In its report, ProPublica was forced to use a combination of heavily censored CIA and court documents and anonymous sources to piece together what happened over a decade ago in the secret CIA prison Haspel ran. Many of the documents were made public only after years of Freedom of Information Act fights brought by public interest groups, while many other documents on Haspel?s CIA tenure remain classified.
These types of unintentional mistakes would be almost entirely avoidable if journalists did not have to read between the lines of ridiculous government redactions meant to cover up crimes.
The most obvious example of this is the Senate?s 500-page summary of the torture report it released in 2014. How many times is Haspel named in the torture report? We have no idea.
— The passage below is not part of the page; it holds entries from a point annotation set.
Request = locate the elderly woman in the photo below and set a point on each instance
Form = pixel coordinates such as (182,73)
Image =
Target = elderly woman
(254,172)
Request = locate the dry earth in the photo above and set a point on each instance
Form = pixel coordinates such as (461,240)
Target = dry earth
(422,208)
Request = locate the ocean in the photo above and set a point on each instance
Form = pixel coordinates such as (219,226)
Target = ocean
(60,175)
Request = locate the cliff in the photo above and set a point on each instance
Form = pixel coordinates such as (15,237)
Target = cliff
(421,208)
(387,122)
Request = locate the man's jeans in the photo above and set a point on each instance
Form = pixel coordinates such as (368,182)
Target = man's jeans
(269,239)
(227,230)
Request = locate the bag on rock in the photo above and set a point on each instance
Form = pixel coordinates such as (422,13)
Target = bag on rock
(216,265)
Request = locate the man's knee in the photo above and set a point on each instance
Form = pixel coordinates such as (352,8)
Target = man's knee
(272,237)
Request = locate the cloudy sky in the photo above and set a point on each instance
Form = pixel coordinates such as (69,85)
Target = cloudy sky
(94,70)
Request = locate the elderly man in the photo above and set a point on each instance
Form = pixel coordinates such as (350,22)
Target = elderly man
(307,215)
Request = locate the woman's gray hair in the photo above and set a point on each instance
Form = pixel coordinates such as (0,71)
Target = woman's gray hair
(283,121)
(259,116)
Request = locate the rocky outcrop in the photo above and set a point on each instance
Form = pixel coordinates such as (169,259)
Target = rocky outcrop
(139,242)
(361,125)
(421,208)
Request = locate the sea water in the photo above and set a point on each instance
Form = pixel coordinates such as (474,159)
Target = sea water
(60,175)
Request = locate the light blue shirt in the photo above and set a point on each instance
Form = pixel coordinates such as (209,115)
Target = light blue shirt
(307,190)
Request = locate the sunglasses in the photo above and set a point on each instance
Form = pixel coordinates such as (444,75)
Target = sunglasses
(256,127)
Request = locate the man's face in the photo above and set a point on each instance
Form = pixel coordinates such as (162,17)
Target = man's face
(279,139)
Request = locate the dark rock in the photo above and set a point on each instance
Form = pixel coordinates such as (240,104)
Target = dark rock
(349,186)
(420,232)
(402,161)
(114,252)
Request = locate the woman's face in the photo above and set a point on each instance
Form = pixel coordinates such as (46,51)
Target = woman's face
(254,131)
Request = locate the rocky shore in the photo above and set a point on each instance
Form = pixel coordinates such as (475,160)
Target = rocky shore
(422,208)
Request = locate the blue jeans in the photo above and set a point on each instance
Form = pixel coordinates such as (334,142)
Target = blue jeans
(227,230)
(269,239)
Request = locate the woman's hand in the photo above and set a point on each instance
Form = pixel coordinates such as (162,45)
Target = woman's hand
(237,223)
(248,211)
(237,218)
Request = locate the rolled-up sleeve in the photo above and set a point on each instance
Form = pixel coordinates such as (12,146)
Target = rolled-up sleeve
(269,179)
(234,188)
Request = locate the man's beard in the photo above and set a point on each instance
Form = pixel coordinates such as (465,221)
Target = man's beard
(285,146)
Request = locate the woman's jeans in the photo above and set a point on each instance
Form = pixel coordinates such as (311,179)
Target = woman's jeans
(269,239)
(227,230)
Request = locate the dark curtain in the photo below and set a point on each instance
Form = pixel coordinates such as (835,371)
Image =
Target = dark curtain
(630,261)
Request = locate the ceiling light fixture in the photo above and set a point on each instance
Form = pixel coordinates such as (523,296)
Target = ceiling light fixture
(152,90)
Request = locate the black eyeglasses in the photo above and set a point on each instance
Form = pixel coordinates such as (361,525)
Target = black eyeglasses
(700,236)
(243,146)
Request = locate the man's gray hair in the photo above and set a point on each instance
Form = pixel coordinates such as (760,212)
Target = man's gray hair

The redactions on the report completely obscured the names of all participants in the torture program, including the CIA personnel involved, as well as their partners in crime from authoritarian dictatorships like Libya, Egypt, and Syria.
At the time of the report?s release, advocates proposed that CIA personnel should at least be identified by pseudonyms so that the public could understand how many people were involved and if a particular person was responsible for more than others. That proposal was rejected as well.
Because of that, mistakes like the one ProPublica made are inevitable — because the CIA (and those involved in declassifying what little was released from the Senate’s CIA torture report) made it inevitable. Conveniently, this allows the CIA to discredit journalists who are working to report on these important issues.
So this should give even more weight to the demands of various human rights groups to declassify the details of Haspel’s involvement. There can be no legitimate national security interest in continuing to keep this information secret. The program was ended long ago. It’s been confirmed that Haspel ran the site and was part of the process to destroy the tapes of what happened. But there are more details that must be revealed.
Indeed, the Daily Beast claims that it has separate confirmation that Haspel actually was “in a position of responsibility” during the Zubadaydah interrogation, though she wasn’t present at the site. So it’s possible that even ProPublica’s “correction” is at least somewhat misleading. Which, again, is all the more reason to reveal to the public what actual authority and responsibility she had over the torture program.
And, as a side note, it’s worth remembering that former CIA officer, John Kiriakou, was sent to jail for revealing the existence of the torture program. And now the woman who appears to have had authority over at least some of it (as well as the cover-up) may get to lead the CIA? Shouldn’t our Senators at least demand a full public understanding of her role in all of it first?